I met Don Cook as a graduate student at MICA in 2002. He was a mentor to the grad students in the ‘other’ summer program, but we struck up a number of conversations about my work and where it was going. Don always had lists of books I needed to read, art exhibits I needed to check out, and sexy French films I needed to watch, and we didn’t always agree.
As the years passed and we began to exhibit more and more frequently in Baltimore and surrounding areas, we had a series of ongoing and fierce debates – about truth, beauty, gossip, and integrity – among other things. I enjoyed the bristly challenge of him. When I saw him headed my way, I would smile and adjust my thinking cap, knowing that small talk would be briskly pushed aside and Don would have an issue to chew.
Over the years, Don wrote several critical pieces for the BmoreArt, and, as art editor at Gutter Magazine, I featured him in my ‘Medium’ column. When I visited his studio, he served me homemade scones and espresso and had more questions for me than I had for him. To check out that body of work and interview, click here.
When I started a brand new series of pared down works on paper, Don Cook was the first person I invited to my studio. I had so many questions – I wasn’t even sure why I was making these new drawings. In true Don Cook form, he didn’t answer any of my questions, but he congratulated me for making difficult decisions and leaving the ‘pabulum’ behind. After the visit I didn’t necessarily understand my work better, but I knew with absolute certainty that Don believed in what I was doing, and I believed in it as well. That’s the kind of teacher and person he was. You always knew where you stood with Don. If he’s reading this, I am sure he is rolling his eyes right now, but he needs to know – he will be missed.
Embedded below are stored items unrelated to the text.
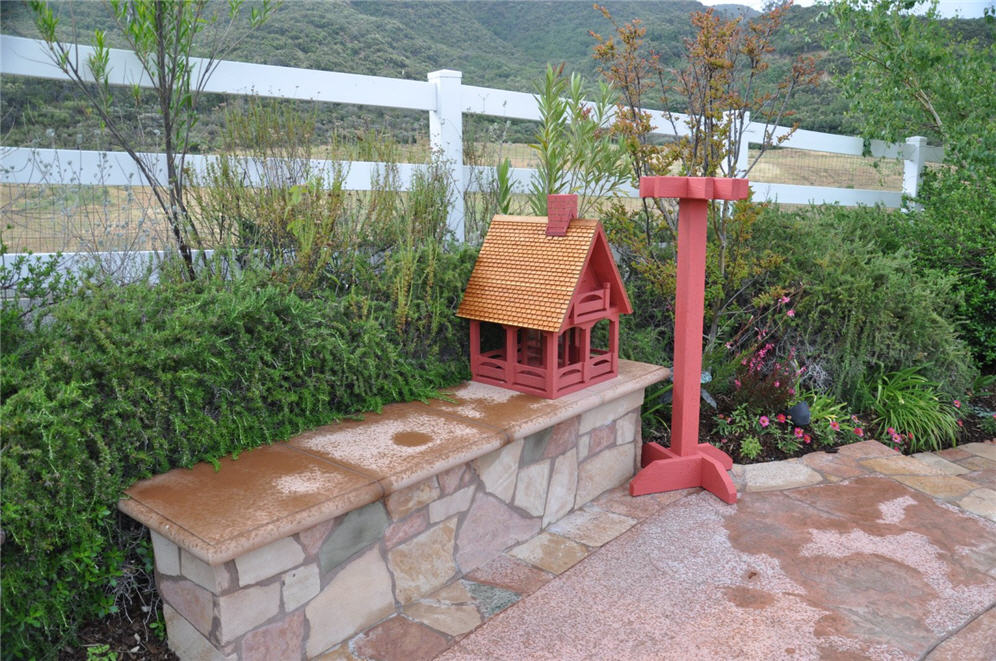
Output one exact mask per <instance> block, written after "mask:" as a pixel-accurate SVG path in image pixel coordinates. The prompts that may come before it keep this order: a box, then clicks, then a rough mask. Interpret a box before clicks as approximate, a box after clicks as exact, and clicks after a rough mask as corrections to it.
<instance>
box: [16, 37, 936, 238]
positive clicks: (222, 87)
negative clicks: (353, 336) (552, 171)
mask: <svg viewBox="0 0 996 661" xmlns="http://www.w3.org/2000/svg"><path fill="white" fill-rule="evenodd" d="M93 52H94V51H93V49H92V48H91V47H89V46H84V45H71V46H70V57H72V58H76V61H78V62H80V63H84V62H85V61H86V59H87V58H88V57H89V56H90V55H92V54H93ZM193 66H194V72H195V76H196V72H197V71H198V70H200V69H202V68H203V67H204V66H207V63H206V62H205V61H204V60H199V59H195V60H194V61H193ZM80 69H81V70H84V71H85V70H86V69H87V67H86V66H81V67H80ZM109 69H110V76H111V80H110V82H111V83H112V84H114V85H129V86H130V85H139V86H142V87H149V86H150V81H149V79H148V77H147V76H146V75H145V74H144V72H143V70H142V68H141V65H140V64H139V62H138V59H137V58H136V57H135V55H134V54H133V53H132V52H131V51H127V50H120V49H111V50H110V59H109ZM0 74H2V75H19V76H30V77H35V78H46V79H54V80H68V77H67V76H66V75H65V74H64V73H63V72H62V71H61V70H60V69H59V68H58V67H57V66H56V65H55V64H54V62H53V61H52V57H51V53H50V51H49V49H48V46H47V45H46V44H45V42H43V41H40V40H34V39H26V38H23V37H13V36H7V35H0ZM205 91H207V92H212V93H219V94H230V95H249V96H260V97H271V98H281V99H298V100H309V101H319V102H327V103H339V104H356V105H367V106H376V107H383V108H402V109H407V110H417V111H423V112H428V113H429V141H430V148H431V149H432V151H433V152H434V153H437V154H438V155H439V156H440V157H441V158H442V159H443V161H444V162H445V163H446V164H447V167H448V168H449V170H450V176H451V180H452V182H453V184H454V190H456V191H461V192H462V191H467V192H474V191H475V189H476V186H477V185H478V182H480V181H481V180H482V177H481V175H482V174H483V173H484V171H485V170H486V169H484V170H482V169H481V168H475V167H472V166H466V165H464V164H463V115H464V114H471V115H483V116H489V117H497V118H503V119H521V120H534V121H535V120H538V119H539V118H540V115H539V110H538V107H537V102H536V99H535V98H534V97H533V95H531V94H527V93H524V92H515V91H509V90H499V89H491V88H487V87H478V86H474V85H464V84H462V74H461V73H460V72H459V71H453V70H449V69H444V70H441V71H435V72H432V73H430V74H429V75H428V79H427V80H426V81H424V82H423V81H414V80H402V79H396V78H386V77H381V76H365V75H357V74H349V73H339V72H331V71H317V70H312V69H296V68H290V67H280V66H271V65H264V64H253V63H248V62H230V61H221V62H218V63H217V68H216V69H215V70H214V71H213V73H212V74H211V76H210V77H209V79H208V81H207V85H206V88H205ZM651 115H652V120H653V123H654V124H655V125H656V126H657V128H656V130H655V134H657V135H661V136H672V137H673V136H676V135H681V134H682V133H683V132H684V131H686V130H687V129H685V128H684V125H683V123H682V121H681V120H682V116H680V115H678V116H676V118H677V120H678V121H677V122H676V123H675V126H676V130H675V129H673V128H672V125H671V122H670V121H669V120H668V119H667V117H666V116H665V114H664V113H662V112H660V111H651ZM767 128H768V129H769V130H770V127H767ZM765 129H766V127H765V125H763V124H759V123H756V122H751V123H750V124H749V125H748V127H747V131H746V136H747V138H746V142H747V143H753V144H758V143H760V142H762V141H763V140H764V132H765ZM790 130H791V129H789V128H788V127H774V136H775V137H776V138H777V137H778V136H782V135H785V134H786V133H787V132H788V131H790ZM780 146H781V147H784V148H792V149H798V150H807V151H816V152H828V153H833V154H844V155H849V156H864V155H867V153H868V151H869V150H870V154H871V155H872V156H875V157H881V158H895V159H900V158H901V159H902V160H903V164H904V166H903V172H904V174H903V188H902V190H897V191H882V190H868V189H860V188H837V187H826V186H800V185H794V184H787V183H777V182H771V183H764V182H752V184H751V189H752V191H753V193H754V199H755V200H759V201H773V202H778V203H788V204H807V203H816V204H820V203H830V204H842V205H860V204H863V205H874V204H882V205H885V206H887V207H893V208H895V207H899V206H900V205H901V204H902V200H903V196H904V195H907V196H913V195H915V194H916V190H917V186H918V183H919V177H920V173H921V171H922V169H923V167H924V164H925V163H927V162H940V161H941V160H942V159H943V150H941V149H939V148H936V147H928V146H927V144H926V140H925V139H924V138H921V137H913V138H909V139H908V140H907V141H906V142H905V143H894V144H889V143H885V142H881V141H872V142H871V143H870V145H866V143H865V141H864V140H863V139H861V138H858V137H853V136H842V135H834V134H830V133H820V132H817V131H806V130H797V131H795V132H794V133H792V135H791V136H789V138H788V139H787V140H785V142H783V143H781V145H780ZM747 148H748V145H747V144H745V145H743V147H742V154H741V155H740V159H738V163H739V164H741V165H743V164H746V157H747ZM144 158H146V159H147V162H148V163H150V164H152V165H153V166H154V169H155V170H156V171H161V172H163V173H164V172H165V165H164V157H163V156H162V155H161V154H146V155H144ZM212 158H214V157H212V156H188V157H187V162H188V164H189V165H190V166H191V167H192V168H193V169H194V170H195V171H197V170H200V171H203V170H204V168H205V167H206V165H207V164H208V163H209V162H210V161H211V159H212ZM336 163H338V165H339V166H340V167H341V169H342V171H344V172H346V173H347V175H346V181H345V188H346V189H348V190H369V189H370V187H371V179H372V177H374V176H375V175H376V174H377V173H379V172H381V171H382V170H383V168H385V167H386V164H384V163H372V162H364V161H348V162H332V161H314V162H313V163H312V165H313V166H314V167H315V168H316V169H317V170H331V169H332V168H334V167H336ZM424 167H426V166H425V165H424V164H398V165H397V168H398V175H399V176H398V180H399V183H398V186H399V188H400V189H401V190H408V188H409V186H410V183H411V181H412V178H413V176H414V174H415V172H416V171H417V170H418V169H419V168H424ZM533 172H534V171H533V170H531V169H529V168H516V169H514V170H513V172H512V178H513V186H514V188H513V190H515V191H517V192H525V191H526V190H527V188H528V182H529V179H530V177H531V175H532V173H533ZM0 183H3V184H56V185H60V184H75V185H105V186H107V185H111V186H136V185H143V184H144V180H143V179H142V177H141V175H140V174H139V171H138V168H137V166H136V165H135V164H134V162H133V161H132V160H131V159H130V158H129V157H128V156H127V154H125V153H123V152H97V151H81V150H67V149H29V148H23V147H9V148H4V149H3V151H2V154H0ZM624 193H625V194H628V195H631V196H635V195H636V190H635V189H631V188H630V189H628V190H626V191H624ZM448 223H449V226H450V229H451V230H453V232H454V234H455V235H456V236H458V237H463V236H464V201H463V197H462V195H459V194H458V195H455V196H454V200H453V204H452V207H451V209H450V214H449V218H448Z"/></svg>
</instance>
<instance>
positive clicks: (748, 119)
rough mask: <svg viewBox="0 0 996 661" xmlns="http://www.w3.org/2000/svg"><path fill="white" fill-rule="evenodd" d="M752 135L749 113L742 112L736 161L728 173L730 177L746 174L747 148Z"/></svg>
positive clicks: (747, 147) (745, 176) (749, 113)
mask: <svg viewBox="0 0 996 661" xmlns="http://www.w3.org/2000/svg"><path fill="white" fill-rule="evenodd" d="M751 137H753V133H751V130H750V113H749V112H745V113H744V123H743V133H742V135H741V139H740V145H739V147H738V148H737V161H736V166H735V167H734V169H733V172H731V173H730V176H731V177H746V176H747V164H748V162H749V160H750V158H749V153H750V152H749V150H750V138H751Z"/></svg>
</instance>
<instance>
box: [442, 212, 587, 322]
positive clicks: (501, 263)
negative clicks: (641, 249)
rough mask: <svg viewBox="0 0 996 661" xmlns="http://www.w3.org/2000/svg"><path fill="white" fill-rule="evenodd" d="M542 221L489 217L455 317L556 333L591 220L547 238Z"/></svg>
mask: <svg viewBox="0 0 996 661" xmlns="http://www.w3.org/2000/svg"><path fill="white" fill-rule="evenodd" d="M546 226H547V219H546V218H543V217H533V216H495V217H494V219H493V220H492V221H491V228H490V229H489V230H488V234H487V236H486V237H485V238H484V244H483V245H482V246H481V252H480V254H479V255H478V257H477V264H476V265H475V266H474V272H473V273H472V274H471V276H470V281H469V282H468V284H467V290H466V291H465V292H464V296H463V301H462V302H461V303H460V307H459V309H458V310H457V315H459V316H461V317H465V318H467V319H477V320H479V321H488V322H492V323H497V324H508V325H511V326H519V327H523V328H535V329H538V330H542V331H554V332H558V331H560V330H561V327H562V326H563V323H564V319H565V317H566V316H567V311H568V307H569V306H570V303H571V298H572V296H573V294H574V290H575V288H576V287H577V284H578V280H579V279H580V277H581V274H582V270H583V269H584V265H585V262H586V260H587V258H588V253H589V252H590V251H591V248H592V245H593V243H594V239H595V236H596V235H597V234H598V233H600V232H601V229H600V226H599V224H598V222H597V221H595V220H583V219H577V220H572V221H571V223H570V226H569V227H568V229H567V232H566V234H565V235H564V236H547V234H546Z"/></svg>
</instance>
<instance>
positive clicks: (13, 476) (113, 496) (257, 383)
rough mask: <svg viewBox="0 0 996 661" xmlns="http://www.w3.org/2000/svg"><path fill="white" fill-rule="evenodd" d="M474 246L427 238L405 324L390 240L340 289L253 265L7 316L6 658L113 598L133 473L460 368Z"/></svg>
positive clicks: (457, 376)
mask: <svg viewBox="0 0 996 661" xmlns="http://www.w3.org/2000/svg"><path fill="white" fill-rule="evenodd" d="M413 250H414V252H415V253H416V259H415V262H416V263H421V264H423V265H424V263H423V262H424V260H423V262H419V258H420V256H421V255H422V254H423V253H422V252H421V251H420V250H418V249H413ZM422 250H426V249H422ZM474 252H475V251H474V250H473V249H470V248H461V249H456V250H455V251H452V252H450V251H444V250H439V249H435V250H432V253H433V255H434V256H433V259H434V260H435V269H434V271H433V272H434V273H436V276H437V277H435V279H433V280H431V281H426V280H419V279H416V281H415V282H414V283H412V284H411V286H410V289H409V291H410V294H411V299H412V302H411V307H410V311H409V318H410V320H409V322H408V323H406V324H403V325H399V324H398V323H397V321H398V319H397V317H396V315H395V312H394V304H393V302H392V301H391V299H390V297H388V296H385V295H384V294H385V292H388V291H390V290H391V289H392V287H391V282H392V281H393V279H394V277H395V276H394V275H393V273H394V272H395V270H396V269H397V268H398V267H397V266H396V265H395V262H397V261H398V258H397V257H395V256H394V255H388V256H387V257H386V259H385V262H384V264H383V268H382V269H381V270H379V271H374V270H371V271H369V272H368V273H367V277H368V279H369V287H367V288H366V291H364V292H350V293H348V294H347V295H345V296H342V297H334V296H328V295H325V294H324V293H323V292H322V291H320V290H319V291H316V292H315V294H314V295H313V296H312V297H310V298H303V297H301V296H300V295H298V294H297V293H295V292H294V291H293V290H292V289H291V288H290V287H289V286H287V285H285V284H281V283H279V282H278V281H274V280H273V279H271V278H269V277H268V276H269V274H267V277H266V278H264V277H261V276H257V275H255V274H252V273H250V274H247V275H245V276H244V277H242V278H241V279H237V280H234V281H224V280H220V279H212V278H207V277H205V278H201V279H198V280H197V281H194V282H189V283H176V282H164V283H161V284H158V285H154V286H153V285H150V284H148V283H140V284H135V285H128V286H107V287H96V288H92V289H90V290H89V291H86V292H85V293H84V294H83V295H80V296H78V297H75V298H71V299H67V300H64V301H62V302H61V303H59V304H57V305H55V306H53V307H52V308H51V309H50V310H49V316H48V317H47V318H46V320H45V323H42V324H38V325H37V326H36V327H33V328H32V327H27V326H20V325H17V323H18V320H17V318H16V317H15V316H12V315H4V316H3V318H2V320H3V328H2V331H3V338H4V352H3V357H2V360H3V364H2V367H3V371H2V390H3V395H4V401H3V404H2V409H0V416H2V421H3V422H2V424H3V426H2V436H3V455H2V468H3V505H2V506H3V529H4V533H5V535H6V540H5V542H4V544H3V564H4V567H3V571H4V576H3V648H4V655H5V656H6V657H8V658H16V657H20V656H46V655H54V654H55V653H56V652H57V651H58V649H59V648H60V647H61V642H62V641H64V640H66V639H67V638H71V637H72V635H73V632H74V630H75V628H76V627H77V626H78V625H79V623H81V622H83V621H85V620H86V619H88V618H91V617H95V616H99V615H101V614H103V613H106V612H107V611H108V610H109V609H111V608H113V605H114V600H113V597H112V596H111V593H110V591H109V589H110V588H109V586H110V585H111V583H112V581H113V579H115V577H116V576H118V575H119V573H120V568H121V563H122V561H123V557H124V552H123V551H122V550H121V544H119V537H120V535H121V534H122V533H121V531H120V529H119V528H118V527H117V523H116V516H115V507H116V502H117V500H118V498H119V497H120V496H121V492H122V491H123V490H124V489H125V488H127V487H128V486H129V485H130V484H131V483H132V482H134V481H135V480H137V479H140V478H144V477H148V476H150V475H153V474H155V473H159V472H162V471H166V470H168V469H170V468H174V467H176V466H188V465H191V464H193V463H195V462H198V461H202V460H209V461H211V460H215V459H217V458H218V457H221V456H224V455H228V454H232V453H238V452H240V451H242V450H245V449H248V448H251V447H254V446H258V445H261V444H265V443H269V442H272V441H278V440H282V439H286V438H288V437H289V436H291V435H293V434H295V433H297V432H300V431H302V430H304V429H307V428H309V427H313V426H316V425H320V424H324V423H327V422H329V421H331V420H333V419H335V418H337V417H340V416H343V415H346V414H349V413H354V412H361V411H366V410H372V409H377V408H379V407H380V406H381V405H383V404H385V403H387V402H391V401H396V400H411V399H416V398H424V397H427V396H429V395H430V394H431V393H432V392H433V391H434V389H435V388H438V387H441V386H444V385H449V384H452V383H455V382H457V381H459V380H460V379H463V378H466V376H467V373H468V369H467V363H466V359H465V356H466V352H465V347H464V346H463V343H464V342H465V339H464V338H465V337H466V329H465V328H463V325H462V324H461V323H459V322H458V320H456V319H455V318H454V317H453V316H452V309H453V308H455V306H456V301H458V300H459V296H460V293H461V291H462V287H463V284H464V282H465V281H466V277H467V274H468V273H469V269H470V266H471V264H472V263H473V257H474ZM378 297H379V298H378ZM444 311H446V312H447V313H446V314H445V315H444V314H443V312H444ZM412 319H414V320H418V321H417V322H416V321H411V320H412ZM430 321H431V323H430Z"/></svg>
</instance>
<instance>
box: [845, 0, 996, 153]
mask: <svg viewBox="0 0 996 661" xmlns="http://www.w3.org/2000/svg"><path fill="white" fill-rule="evenodd" d="M922 5H926V8H925V9H926V11H925V12H924V13H923V14H922V15H917V14H914V13H913V10H914V9H915V8H916V7H917V6H922ZM830 11H831V13H832V15H833V17H834V19H835V21H836V29H835V30H834V31H833V32H832V33H831V34H830V36H829V37H828V39H827V42H828V45H829V46H830V47H831V48H833V49H835V50H837V51H839V52H841V53H843V54H845V55H846V56H847V57H848V58H849V59H850V60H851V62H852V64H853V66H852V67H851V69H850V71H849V72H848V73H847V74H846V75H844V76H841V77H839V78H838V80H837V82H838V84H839V86H840V88H841V90H842V91H843V93H844V94H845V96H846V97H847V99H848V100H849V101H850V104H851V114H852V115H854V116H855V117H856V118H859V120H860V121H861V123H862V124H863V126H864V129H865V133H866V134H867V135H869V137H876V138H881V139H884V140H889V141H900V140H903V139H905V138H906V137H908V136H909V135H910V134H911V132H916V133H919V134H921V135H925V136H927V137H929V138H932V139H934V140H936V141H939V142H941V143H943V144H944V145H945V146H949V145H950V146H951V147H953V148H954V150H955V152H954V154H955V155H956V156H955V158H968V159H970V160H975V159H974V157H973V156H972V152H973V151H974V149H973V148H971V147H970V146H969V145H967V144H965V143H964V141H963V140H962V138H963V137H964V136H965V135H966V134H969V133H970V134H973V135H974V136H975V137H976V138H983V139H985V140H987V141H988V140H990V139H991V138H992V135H991V134H992V133H993V132H994V131H996V128H994V124H996V122H994V120H996V43H994V42H993V40H991V39H990V40H989V41H990V43H989V45H988V46H987V45H983V44H980V43H979V42H978V41H977V40H975V39H971V40H967V39H964V38H960V37H959V35H958V33H957V32H955V31H952V30H951V29H949V27H948V26H947V25H945V24H944V23H943V22H942V21H941V20H940V16H939V15H938V13H937V0H930V1H929V2H924V0H839V1H838V2H835V3H834V4H833V5H832V6H831V8H830ZM986 25H987V26H988V29H989V30H990V31H992V30H993V29H994V23H993V14H992V13H990V14H989V16H988V17H987V19H986ZM987 134H990V135H987Z"/></svg>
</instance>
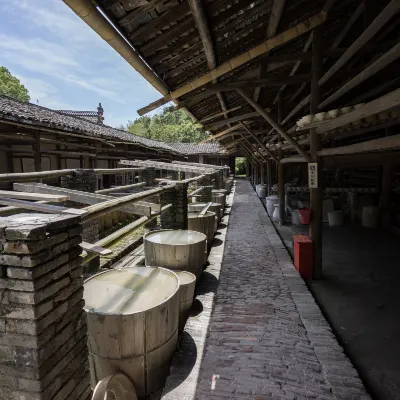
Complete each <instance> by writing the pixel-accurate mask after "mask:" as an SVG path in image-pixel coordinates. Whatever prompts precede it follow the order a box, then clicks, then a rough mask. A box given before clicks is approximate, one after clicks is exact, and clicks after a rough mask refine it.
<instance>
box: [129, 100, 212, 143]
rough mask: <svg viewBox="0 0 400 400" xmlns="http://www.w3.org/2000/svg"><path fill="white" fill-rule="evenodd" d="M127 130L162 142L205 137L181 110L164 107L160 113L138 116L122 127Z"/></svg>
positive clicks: (199, 138)
mask: <svg viewBox="0 0 400 400" xmlns="http://www.w3.org/2000/svg"><path fill="white" fill-rule="evenodd" d="M123 129H126V130H127V131H128V132H131V133H133V134H135V135H138V136H143V137H145V138H148V139H154V140H161V141H163V142H170V143H171V142H181V143H198V142H200V141H202V140H203V139H205V138H206V137H207V134H206V133H205V132H203V131H202V130H201V129H200V127H199V126H198V125H196V124H195V123H194V122H193V121H192V120H191V118H190V117H188V116H187V115H186V113H185V112H184V111H183V110H177V111H173V107H166V108H164V109H163V111H162V112H161V113H160V114H155V115H153V116H152V117H140V118H138V119H136V120H135V121H129V122H128V124H127V125H126V126H124V127H123Z"/></svg>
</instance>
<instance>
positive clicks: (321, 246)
mask: <svg viewBox="0 0 400 400" xmlns="http://www.w3.org/2000/svg"><path fill="white" fill-rule="evenodd" d="M311 74H312V76H311V99H310V113H311V114H315V113H316V112H317V111H318V109H317V107H318V103H319V101H320V88H319V85H318V80H319V79H320V77H321V76H322V30H321V28H319V27H318V28H316V29H314V31H313V44H312V66H311ZM320 148H321V143H320V138H319V135H318V134H317V133H316V131H315V129H310V151H311V158H312V161H313V162H317V163H318V187H317V188H310V203H311V222H310V228H309V235H310V238H311V240H312V241H313V251H314V252H313V279H320V278H321V276H322V227H323V225H322V219H323V215H322V214H323V211H322V200H323V187H322V186H323V185H322V179H323V173H322V169H323V165H322V160H321V159H320V158H319V157H318V154H317V153H318V150H320Z"/></svg>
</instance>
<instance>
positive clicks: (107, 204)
mask: <svg viewBox="0 0 400 400" xmlns="http://www.w3.org/2000/svg"><path fill="white" fill-rule="evenodd" d="M171 188H173V186H172V185H166V186H163V187H159V188H156V189H150V190H145V191H144V192H140V193H134V194H131V195H129V196H125V197H120V198H117V199H112V200H108V201H104V202H102V203H99V204H94V205H92V206H88V207H85V208H84V210H86V211H87V214H86V215H85V216H84V220H85V221H91V220H93V219H96V218H99V217H101V216H103V215H105V214H108V213H110V212H113V211H117V210H119V209H121V208H122V207H123V206H127V205H129V204H131V203H134V202H136V201H139V200H143V199H145V198H146V197H151V196H154V195H156V194H160V193H162V192H165V191H166V190H169V189H171Z"/></svg>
Obituary from the Cumberland Times:
Artist, writer, teacher and mentor Donald Cook passed from this world on Friday, Oct. 1, 2010.
Born in Midland on May 21, 1950, he was the beloved son of Libby (Bechie) and Donald “Frosty” Cook of Cumberland.
Don graduated from Bishop Walsh High School in Cumberland, class of 1968, and continued his education at the University of Maryland, College Park, where he received his bachelor’s degree in English with honors. Concentrating in poetry, he distinguished himself as a writer while there by winning the Calvert Review prize for poetry for work published in the campus literary magazine. An innovative and inspiring teacher and communicator, Don worked for many years with the Maryland State Arts Council’s Artists-in-the-Schools Program as both a member of the Poets-in-the-Schools and, later, as a visual artist, in the Artists-in-the-Schools. More recently, he worked at the Maryland Institute, College of Art (MICA) in Baltimore, as a teacher and mentor in the Art Education Program, working with graduate candidates to help them develop their studio work. He also worked with the Maryland Historic Trust in Annapolis, where he did mapping, prepared architectural drawings and taught special seminars. A highly gifted and prolific artist, he was the recipient of many awards, grants, fellowships and artist residencies. Working primarily in drawing and painting, with occasional forays into three dimensional projects, his art has been extensively shown in many galleries and art venues on the East Coast, including a number of one-man shows. Much of his work was inspired by his roots in Western Maryland, a heritage of which he was proud. Posthumously, his work will appear at the Washington Project for the Arts in Washington, D.C. in November. Donald was a passionate, magnanimous spirit who profoundly touched and inspired the many who both knew and loved him.
Surviving, besides his parents, are aunt, Flora Lease and husband Paul, LaVale; and cousins, Paul Jr. and Reba; uncle, Gerald Cook Sr. and wife Catherine, Lonaconing; and cousin, Gerald Cook Jr. He is also survived by numerous cousins and former wife, Linda Reeves.